Naomi ‘t Hart
Young, highly educated and conservative. European research shows that while this may have been a unique combination in the past, conservatism is growing amongst people born from 1990 onwards. Yesterdays election’s results partly underscore this movement.
The question is: why? Millennials and Gen Z have often grown up with more welfare and education than the generations before them. The internet and globalisation offer endless possibilities to do and be whomever you want. So, what is driving these people’s ideology?
Quita Muis is a sociologist at the Tilburg School of Social and Behavioral Sciences and was one of the researchers in the European Values Study. ‘The goal of the research was to map out how different generations approach certain topics. The findings of young people being more conservative was just a by-catch. It was not something we expected to find.’
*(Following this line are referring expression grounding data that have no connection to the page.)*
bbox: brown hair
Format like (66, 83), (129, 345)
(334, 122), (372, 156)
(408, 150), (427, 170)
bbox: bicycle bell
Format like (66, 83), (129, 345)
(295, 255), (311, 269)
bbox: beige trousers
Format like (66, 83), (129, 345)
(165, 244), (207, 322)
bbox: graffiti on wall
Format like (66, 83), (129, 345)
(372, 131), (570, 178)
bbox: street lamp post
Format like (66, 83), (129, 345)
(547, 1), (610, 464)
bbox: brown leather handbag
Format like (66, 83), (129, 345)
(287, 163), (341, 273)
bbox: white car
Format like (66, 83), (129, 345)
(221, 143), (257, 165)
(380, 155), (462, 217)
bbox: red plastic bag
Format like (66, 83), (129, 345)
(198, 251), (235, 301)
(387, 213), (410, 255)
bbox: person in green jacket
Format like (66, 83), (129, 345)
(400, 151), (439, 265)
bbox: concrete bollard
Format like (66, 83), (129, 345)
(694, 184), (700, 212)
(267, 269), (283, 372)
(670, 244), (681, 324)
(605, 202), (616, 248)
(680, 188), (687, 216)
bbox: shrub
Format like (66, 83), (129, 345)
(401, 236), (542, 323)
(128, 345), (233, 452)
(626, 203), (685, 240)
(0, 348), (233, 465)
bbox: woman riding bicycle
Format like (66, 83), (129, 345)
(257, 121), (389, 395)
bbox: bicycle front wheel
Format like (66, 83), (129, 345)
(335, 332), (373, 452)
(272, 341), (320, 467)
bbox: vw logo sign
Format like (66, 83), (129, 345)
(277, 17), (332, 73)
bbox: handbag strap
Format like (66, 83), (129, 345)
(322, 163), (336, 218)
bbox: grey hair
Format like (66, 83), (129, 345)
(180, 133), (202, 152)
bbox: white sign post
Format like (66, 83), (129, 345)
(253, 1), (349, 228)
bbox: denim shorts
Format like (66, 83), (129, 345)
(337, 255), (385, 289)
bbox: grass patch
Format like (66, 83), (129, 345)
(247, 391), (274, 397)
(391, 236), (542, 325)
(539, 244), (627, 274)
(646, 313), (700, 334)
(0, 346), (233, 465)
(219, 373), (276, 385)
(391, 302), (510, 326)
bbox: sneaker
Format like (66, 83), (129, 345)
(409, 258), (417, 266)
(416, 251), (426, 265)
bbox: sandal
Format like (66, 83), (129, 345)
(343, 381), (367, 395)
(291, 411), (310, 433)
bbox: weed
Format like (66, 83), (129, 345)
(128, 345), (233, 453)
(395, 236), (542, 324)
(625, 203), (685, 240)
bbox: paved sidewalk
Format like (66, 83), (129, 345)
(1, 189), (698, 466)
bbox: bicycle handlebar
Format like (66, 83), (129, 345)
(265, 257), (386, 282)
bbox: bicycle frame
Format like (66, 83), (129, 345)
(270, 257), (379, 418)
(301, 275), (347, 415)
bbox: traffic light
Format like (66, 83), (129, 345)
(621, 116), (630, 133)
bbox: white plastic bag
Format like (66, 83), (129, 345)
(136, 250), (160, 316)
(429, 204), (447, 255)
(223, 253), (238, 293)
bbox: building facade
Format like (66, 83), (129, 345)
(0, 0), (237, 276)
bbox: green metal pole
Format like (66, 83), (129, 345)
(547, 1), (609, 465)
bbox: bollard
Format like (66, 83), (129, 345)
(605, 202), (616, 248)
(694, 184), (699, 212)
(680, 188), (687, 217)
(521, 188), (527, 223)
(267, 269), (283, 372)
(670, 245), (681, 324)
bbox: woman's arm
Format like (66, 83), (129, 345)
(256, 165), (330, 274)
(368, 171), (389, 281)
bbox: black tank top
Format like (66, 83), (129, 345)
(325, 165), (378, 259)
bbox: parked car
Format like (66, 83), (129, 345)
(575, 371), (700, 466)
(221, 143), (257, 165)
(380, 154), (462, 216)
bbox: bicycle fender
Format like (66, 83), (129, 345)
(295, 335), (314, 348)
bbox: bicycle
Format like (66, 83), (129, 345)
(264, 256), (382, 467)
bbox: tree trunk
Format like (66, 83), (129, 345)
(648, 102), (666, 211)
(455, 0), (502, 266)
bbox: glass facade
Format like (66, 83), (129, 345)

Young people face job insecurity, an unobtainable housing market, financial insecurity and also social insecurity. ‘Something we expect but still need to test is that culturally, society increasingly embraces meritocracy, everything should be possible if you work hard enough. Yet, this meritocratic mindset adds pressure in a time where part-time contracts and house ownership are not a given, no matter how hard you work.’
On the other hand, Muis points out the longing for cultural stability in a world that is rapidly globalising. Everything that feels familiar and trustworthy seems to be changing. ‘This is the aspect that most young conservatives oppose, as they want things to go back to how they were, instead of progressing towards a new normal.’
One of these young conservatives that oppose this progress mentality is Tom de Nooijer (20), council member for the Reformed Political Party (SGP) in Oldebroek. De Nooijer grew up in a Christian family with parents who vote for the Christian Democrats (CDA). He decided to become a member of the SGP due to its more conservative nature. Yet, he also admires the conservative populist party Forum for Democracy for their hard stance on the EU, climate change and migration. ‘The commonality between conservative parties is the approach we have towards the current zeitgeist. We all feel that everything of value is slipping through our fingers.’
With the election results in, FvD has won eight seats in parliament, SGP has kept their three seats, while the more moderate CDA has lost four seats in parliament, going from 19 to 15 seats. Figures show that 40% of FvD voters and 30% of SGP voters are under 35, whereas CDA has the oldest voter mandate of all parties in this election.
Yet, not just young voters have chosen to shift towards more rightwing, conservative parties, as the left, progressive parties have suffered major losses across the board. The big winners of this election are the moderates of D66, the liberals of VVD and to a lesser degree the conservative FvD.
In the weeks after the elections, the reasons for voting will crystallise further, one thing is clear: the Netherlands is not the progressive country they claim to be. The younger generations are turning towards more conservative, right-wing parties with the hope that they will bring stability and security. But, with the fast pace of the world only increasing, time will tell where they lead the country. If it is up to the young conservatives, they will lead us towards ordered and consistent times with a strong emphasis on cultural stability.